El golpe de genio de H. G. Wells en LA MÁQUINA DEL TIEMPO fue precisamente concebir una máquina con la que el narrador tiene libertad de atravesar las fronteras del tiempo y aventurarse en el remoto futuro. Fue una idea que no tardó en ser imitada: la obra del francés Alfred Jarry «Cómo construir una máquina del tiempo» (1900) —curiosamente, todavía sin traducir al inglés—fue la primera, y, como demuestra esta recopilación, la idea ha seguido fascinando desde entonces a los escritores.

Herbert George Wells (1866-1946) se sintió absorbido por la ciencia desde sus días de colegial y en 1888 comenzó a escribir un serial titulado THE CHRONIC ARGONAUTS para una revista de estudiantes, The Science Schools Journal, publicada por el Royal College of Science. Ambientada en el pequeño poblado galés de Llyddwdd, contaba los experimentos de un tal doctor Nebogipfel que deseaba viajar en el tiempo y que pronto se ganó el calificativo, a ojos de los supersticiosos lugareños, de «nigromante». En ocasiones cómico e ingenioso —aunque bastante amateur— el serial se publicó durante tres meses de verano y acabó sin concluir con Nebogipfel desapareciendo de la escena en «un rugido atronador como el producido por una gran fuente de agua». Sin embargo, el tema siguió obsesionando al joven autor y, siete años más tarde, habiendo desarrollado su arte en el periodismo y los relatos cortos, lo convirtió en el fundamento de su primera novela, LA MÁQUINA DEL TIEMPO, que subtituló «Una invención». La carrera y la reputación de Wells nunca miraron atrás. La novela en sí jamás ha dejado de publicarse durante el siglo que ha pasado, y THE CHRONIC ARGONAUTS ha sido reimpresa varias veces en antologías.

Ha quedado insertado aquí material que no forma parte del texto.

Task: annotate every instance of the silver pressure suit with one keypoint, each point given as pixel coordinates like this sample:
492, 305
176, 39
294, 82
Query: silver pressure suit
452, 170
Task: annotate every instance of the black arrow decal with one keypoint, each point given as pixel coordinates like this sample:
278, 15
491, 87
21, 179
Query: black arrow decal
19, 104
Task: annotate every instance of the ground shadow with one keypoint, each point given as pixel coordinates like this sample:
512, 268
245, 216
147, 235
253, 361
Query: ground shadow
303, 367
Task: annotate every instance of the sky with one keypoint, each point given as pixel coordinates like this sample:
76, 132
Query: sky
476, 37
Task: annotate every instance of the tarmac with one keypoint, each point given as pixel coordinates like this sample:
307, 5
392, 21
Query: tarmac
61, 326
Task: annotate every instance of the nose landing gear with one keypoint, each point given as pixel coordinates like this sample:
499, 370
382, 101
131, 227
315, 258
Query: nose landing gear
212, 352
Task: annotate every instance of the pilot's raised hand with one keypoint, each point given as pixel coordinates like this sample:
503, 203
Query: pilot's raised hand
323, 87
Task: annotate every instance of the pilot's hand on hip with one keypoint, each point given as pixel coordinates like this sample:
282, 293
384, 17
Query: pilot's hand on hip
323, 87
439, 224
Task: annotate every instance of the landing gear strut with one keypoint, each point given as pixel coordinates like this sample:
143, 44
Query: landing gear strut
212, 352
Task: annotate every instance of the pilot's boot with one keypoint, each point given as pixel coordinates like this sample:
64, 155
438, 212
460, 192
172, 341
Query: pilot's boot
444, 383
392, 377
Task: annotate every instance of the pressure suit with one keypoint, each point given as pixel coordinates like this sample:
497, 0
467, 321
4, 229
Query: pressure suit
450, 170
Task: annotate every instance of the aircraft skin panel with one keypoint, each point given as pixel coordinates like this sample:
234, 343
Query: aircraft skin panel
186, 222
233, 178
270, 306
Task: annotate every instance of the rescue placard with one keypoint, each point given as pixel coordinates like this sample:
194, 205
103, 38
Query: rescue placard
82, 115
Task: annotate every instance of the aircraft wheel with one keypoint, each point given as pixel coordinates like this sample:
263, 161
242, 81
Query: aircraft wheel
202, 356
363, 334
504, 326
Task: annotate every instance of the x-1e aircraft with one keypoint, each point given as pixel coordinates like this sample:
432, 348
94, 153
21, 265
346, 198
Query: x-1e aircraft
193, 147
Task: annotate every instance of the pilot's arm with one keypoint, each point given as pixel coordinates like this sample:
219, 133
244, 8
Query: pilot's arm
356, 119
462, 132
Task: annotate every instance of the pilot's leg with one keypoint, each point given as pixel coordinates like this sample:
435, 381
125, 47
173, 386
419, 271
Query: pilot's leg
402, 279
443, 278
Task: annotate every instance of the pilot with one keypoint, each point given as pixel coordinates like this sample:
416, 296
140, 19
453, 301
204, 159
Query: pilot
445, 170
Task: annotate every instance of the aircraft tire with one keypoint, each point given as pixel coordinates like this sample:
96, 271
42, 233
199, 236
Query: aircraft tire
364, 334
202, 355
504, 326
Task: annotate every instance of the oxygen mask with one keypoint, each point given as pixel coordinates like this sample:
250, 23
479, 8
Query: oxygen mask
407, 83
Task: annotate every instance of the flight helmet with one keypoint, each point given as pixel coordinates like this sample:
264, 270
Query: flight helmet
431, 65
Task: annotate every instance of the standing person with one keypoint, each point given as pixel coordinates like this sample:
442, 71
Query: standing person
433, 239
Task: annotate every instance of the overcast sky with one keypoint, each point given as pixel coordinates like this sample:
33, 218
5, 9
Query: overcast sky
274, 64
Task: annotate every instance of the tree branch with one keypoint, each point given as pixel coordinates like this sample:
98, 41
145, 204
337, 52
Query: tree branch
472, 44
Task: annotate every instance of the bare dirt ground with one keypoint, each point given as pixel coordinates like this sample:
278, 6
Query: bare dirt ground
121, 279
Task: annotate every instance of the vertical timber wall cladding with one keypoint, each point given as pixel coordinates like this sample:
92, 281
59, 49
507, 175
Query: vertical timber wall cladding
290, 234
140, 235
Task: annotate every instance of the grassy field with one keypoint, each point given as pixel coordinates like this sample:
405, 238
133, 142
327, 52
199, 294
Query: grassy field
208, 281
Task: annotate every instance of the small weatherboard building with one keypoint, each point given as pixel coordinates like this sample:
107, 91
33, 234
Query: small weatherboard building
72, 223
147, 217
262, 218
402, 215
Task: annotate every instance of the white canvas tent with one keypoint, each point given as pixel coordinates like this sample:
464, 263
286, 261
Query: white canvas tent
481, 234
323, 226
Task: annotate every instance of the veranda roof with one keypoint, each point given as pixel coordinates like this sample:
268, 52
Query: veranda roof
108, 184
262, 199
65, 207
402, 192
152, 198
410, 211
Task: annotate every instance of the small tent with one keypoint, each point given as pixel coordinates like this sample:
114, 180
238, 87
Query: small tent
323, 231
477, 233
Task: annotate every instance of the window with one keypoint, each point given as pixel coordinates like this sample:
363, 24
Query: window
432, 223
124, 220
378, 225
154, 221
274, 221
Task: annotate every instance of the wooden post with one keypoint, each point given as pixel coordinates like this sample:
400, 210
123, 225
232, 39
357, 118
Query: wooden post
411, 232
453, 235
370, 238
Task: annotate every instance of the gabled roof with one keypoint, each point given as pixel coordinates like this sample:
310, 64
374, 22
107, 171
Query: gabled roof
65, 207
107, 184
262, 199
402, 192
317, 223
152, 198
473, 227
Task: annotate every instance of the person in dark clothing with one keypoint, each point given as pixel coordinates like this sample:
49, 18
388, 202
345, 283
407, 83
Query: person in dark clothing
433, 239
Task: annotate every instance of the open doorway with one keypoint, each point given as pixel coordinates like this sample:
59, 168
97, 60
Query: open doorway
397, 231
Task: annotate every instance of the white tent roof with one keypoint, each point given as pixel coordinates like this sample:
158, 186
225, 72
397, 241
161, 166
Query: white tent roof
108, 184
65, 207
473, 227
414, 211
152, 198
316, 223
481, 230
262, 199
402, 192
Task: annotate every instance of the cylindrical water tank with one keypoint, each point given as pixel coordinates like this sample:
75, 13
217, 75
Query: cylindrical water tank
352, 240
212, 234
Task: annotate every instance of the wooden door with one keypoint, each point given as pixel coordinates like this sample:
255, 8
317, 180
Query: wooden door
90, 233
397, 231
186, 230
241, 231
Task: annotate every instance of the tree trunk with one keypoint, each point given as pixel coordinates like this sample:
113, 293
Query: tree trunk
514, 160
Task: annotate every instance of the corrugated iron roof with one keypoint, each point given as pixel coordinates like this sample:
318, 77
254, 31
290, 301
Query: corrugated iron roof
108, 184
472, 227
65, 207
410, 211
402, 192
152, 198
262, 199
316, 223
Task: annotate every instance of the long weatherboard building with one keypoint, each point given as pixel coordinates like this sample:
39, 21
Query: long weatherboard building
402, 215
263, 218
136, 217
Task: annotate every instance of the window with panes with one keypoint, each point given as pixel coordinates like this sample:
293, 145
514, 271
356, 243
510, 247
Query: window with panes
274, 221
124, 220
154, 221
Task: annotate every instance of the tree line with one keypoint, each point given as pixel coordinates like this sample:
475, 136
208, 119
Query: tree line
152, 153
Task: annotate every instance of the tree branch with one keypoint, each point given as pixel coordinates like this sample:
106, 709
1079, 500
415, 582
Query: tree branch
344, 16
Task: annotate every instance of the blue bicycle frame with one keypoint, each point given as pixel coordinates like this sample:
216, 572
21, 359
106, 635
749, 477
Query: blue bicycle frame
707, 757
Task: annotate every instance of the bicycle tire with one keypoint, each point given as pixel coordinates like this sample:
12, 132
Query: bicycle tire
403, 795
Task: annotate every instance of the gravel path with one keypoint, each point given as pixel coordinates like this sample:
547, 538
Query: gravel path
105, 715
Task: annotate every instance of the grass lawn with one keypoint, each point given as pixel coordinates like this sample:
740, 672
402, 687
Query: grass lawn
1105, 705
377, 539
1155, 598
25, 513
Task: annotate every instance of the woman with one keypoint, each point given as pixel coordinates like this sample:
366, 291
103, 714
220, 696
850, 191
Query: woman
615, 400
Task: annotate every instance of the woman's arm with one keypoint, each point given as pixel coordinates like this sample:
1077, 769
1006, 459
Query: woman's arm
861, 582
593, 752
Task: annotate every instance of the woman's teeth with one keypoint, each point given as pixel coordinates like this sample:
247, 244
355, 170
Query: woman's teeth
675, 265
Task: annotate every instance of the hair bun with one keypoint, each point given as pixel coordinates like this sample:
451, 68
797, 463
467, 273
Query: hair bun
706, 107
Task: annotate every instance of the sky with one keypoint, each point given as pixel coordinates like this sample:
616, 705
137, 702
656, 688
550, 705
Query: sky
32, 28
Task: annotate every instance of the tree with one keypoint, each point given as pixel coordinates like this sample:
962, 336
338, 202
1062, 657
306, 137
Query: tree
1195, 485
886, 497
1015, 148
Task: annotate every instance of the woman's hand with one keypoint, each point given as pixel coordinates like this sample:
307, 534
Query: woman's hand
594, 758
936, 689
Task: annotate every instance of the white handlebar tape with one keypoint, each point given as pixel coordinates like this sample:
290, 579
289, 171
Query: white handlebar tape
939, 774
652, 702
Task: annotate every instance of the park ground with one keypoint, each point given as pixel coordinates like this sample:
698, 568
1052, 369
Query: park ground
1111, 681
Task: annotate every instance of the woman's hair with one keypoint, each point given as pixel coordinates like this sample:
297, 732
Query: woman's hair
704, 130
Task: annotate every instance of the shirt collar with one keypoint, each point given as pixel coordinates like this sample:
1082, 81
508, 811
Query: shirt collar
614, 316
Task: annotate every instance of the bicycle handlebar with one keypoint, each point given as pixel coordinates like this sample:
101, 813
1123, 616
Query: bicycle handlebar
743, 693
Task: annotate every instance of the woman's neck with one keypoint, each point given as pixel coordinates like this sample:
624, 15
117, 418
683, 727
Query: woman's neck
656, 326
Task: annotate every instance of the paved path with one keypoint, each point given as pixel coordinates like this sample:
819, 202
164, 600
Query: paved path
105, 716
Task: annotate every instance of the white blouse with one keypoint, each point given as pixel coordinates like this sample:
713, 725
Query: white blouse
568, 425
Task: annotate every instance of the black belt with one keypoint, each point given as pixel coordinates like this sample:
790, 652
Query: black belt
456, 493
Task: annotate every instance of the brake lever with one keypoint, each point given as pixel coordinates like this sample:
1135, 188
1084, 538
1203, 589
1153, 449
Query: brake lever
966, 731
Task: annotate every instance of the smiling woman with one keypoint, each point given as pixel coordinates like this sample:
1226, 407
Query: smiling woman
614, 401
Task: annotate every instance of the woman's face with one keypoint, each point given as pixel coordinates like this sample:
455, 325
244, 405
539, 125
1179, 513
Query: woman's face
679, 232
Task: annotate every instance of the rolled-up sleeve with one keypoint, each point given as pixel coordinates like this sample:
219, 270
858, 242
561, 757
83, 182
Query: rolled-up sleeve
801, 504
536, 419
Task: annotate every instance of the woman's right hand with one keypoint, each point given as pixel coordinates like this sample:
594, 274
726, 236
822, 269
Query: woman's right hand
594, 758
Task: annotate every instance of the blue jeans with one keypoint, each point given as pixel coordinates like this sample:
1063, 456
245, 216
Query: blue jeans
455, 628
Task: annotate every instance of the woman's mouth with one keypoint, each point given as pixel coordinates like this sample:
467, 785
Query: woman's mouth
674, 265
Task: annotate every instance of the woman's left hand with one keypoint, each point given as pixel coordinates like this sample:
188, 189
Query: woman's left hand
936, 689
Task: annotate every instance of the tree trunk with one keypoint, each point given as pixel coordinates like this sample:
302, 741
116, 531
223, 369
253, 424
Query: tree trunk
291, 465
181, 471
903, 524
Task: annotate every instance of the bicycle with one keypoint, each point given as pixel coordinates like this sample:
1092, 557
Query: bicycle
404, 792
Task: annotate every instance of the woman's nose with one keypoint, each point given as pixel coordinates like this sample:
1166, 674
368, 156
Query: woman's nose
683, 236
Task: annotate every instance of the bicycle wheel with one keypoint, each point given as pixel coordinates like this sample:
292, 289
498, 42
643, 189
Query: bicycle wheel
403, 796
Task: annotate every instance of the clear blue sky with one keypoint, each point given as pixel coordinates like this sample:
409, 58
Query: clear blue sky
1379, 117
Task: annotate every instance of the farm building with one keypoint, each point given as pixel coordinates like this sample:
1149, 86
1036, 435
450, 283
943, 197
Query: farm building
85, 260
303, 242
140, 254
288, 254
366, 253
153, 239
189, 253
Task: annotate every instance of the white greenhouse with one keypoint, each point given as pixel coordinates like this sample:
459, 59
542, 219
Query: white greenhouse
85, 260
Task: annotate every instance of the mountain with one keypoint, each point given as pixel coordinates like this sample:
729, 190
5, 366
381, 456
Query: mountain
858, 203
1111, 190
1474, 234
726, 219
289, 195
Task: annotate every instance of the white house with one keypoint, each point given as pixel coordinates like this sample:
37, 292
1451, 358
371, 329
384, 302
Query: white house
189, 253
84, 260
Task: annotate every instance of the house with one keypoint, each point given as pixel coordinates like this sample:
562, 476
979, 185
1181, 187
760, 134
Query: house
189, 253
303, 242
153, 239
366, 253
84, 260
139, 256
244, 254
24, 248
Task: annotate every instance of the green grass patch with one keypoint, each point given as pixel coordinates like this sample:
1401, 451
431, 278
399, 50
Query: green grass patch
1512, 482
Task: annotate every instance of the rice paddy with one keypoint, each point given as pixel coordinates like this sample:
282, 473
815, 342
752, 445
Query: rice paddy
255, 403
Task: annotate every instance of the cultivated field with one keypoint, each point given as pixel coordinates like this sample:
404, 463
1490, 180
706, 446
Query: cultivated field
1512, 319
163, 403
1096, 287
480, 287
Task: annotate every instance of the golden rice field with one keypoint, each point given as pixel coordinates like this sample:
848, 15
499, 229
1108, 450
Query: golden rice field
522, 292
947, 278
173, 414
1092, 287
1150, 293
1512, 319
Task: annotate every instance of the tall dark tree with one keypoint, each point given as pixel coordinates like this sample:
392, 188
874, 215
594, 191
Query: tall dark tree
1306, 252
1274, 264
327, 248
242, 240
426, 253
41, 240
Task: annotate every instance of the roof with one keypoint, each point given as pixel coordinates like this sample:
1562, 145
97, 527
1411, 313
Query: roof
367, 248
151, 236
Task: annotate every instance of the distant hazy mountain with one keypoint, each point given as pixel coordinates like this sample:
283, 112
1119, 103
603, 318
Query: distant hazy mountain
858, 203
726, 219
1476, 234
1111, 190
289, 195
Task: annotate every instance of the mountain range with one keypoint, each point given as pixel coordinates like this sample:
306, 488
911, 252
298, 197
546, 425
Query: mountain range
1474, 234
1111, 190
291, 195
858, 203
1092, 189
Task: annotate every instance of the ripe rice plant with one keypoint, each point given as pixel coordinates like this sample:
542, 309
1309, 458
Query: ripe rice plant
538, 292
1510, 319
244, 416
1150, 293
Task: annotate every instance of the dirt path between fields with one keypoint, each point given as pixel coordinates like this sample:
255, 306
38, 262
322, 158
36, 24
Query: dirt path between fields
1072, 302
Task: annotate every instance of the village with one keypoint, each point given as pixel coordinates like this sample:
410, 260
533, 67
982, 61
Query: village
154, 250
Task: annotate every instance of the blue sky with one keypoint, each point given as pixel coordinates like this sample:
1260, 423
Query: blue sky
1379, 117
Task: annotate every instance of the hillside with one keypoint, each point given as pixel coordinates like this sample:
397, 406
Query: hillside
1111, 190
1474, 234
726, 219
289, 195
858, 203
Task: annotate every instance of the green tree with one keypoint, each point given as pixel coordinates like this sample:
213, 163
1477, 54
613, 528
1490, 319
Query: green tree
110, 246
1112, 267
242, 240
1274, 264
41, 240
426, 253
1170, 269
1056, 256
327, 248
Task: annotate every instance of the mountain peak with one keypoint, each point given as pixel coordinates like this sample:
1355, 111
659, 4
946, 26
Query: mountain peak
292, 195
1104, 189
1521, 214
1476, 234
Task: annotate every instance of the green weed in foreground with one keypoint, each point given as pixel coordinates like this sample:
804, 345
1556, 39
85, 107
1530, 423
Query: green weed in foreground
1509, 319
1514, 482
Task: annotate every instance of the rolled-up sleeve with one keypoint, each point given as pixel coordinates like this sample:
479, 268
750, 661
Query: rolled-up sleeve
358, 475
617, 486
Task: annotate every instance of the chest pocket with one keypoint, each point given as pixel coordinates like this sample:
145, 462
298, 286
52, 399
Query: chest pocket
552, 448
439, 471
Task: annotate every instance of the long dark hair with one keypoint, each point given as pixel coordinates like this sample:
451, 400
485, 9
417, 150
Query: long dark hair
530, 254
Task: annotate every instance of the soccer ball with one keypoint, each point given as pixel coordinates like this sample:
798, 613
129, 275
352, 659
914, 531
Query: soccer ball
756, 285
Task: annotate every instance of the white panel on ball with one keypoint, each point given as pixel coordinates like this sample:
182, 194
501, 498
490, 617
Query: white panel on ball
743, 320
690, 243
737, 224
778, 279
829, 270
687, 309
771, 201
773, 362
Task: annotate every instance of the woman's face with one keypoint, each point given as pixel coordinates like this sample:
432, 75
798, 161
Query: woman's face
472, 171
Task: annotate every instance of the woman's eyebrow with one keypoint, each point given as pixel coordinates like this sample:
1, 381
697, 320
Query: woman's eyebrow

Sin embargo, no es habitual saber que antes de que LA MÁQUINA DEL TIEMPO se publicase en forma de libro por William Heinemann Ltd. fue serializada en la propia revista mensual de Heinemann, la New Review, dirigida por W. E. Henley. Y en el número de mayo de 1895 sucedió algo muy curioso. Lo que era entonces el capítulo 11, titulado «La visión más distante», contenía un episodio en el que el viajero a través del tiempo sufría una brutal confrontación con un «monstruo grotesco» del futuro que se parecía a un ciempiés. Cuando, varios meses después, se publicó el libro completo, ese episodio había desaparecido, y nunca volvió a aparecer. ¿Por qué desapareció de LA MÁQUINA DEL TIEMPO la historia de «El hombre gris» (mi título)? ¿Decidió Wells o su editor que era demasiado desagradable para los sensibles lectores victorianos? Puede que nunca se resuelva el misterio, pero aquí está el relato. El primer párrafo aparece en cualquier edición de la novela, pero luego la narración continúa sin el relato que se presenta aquí…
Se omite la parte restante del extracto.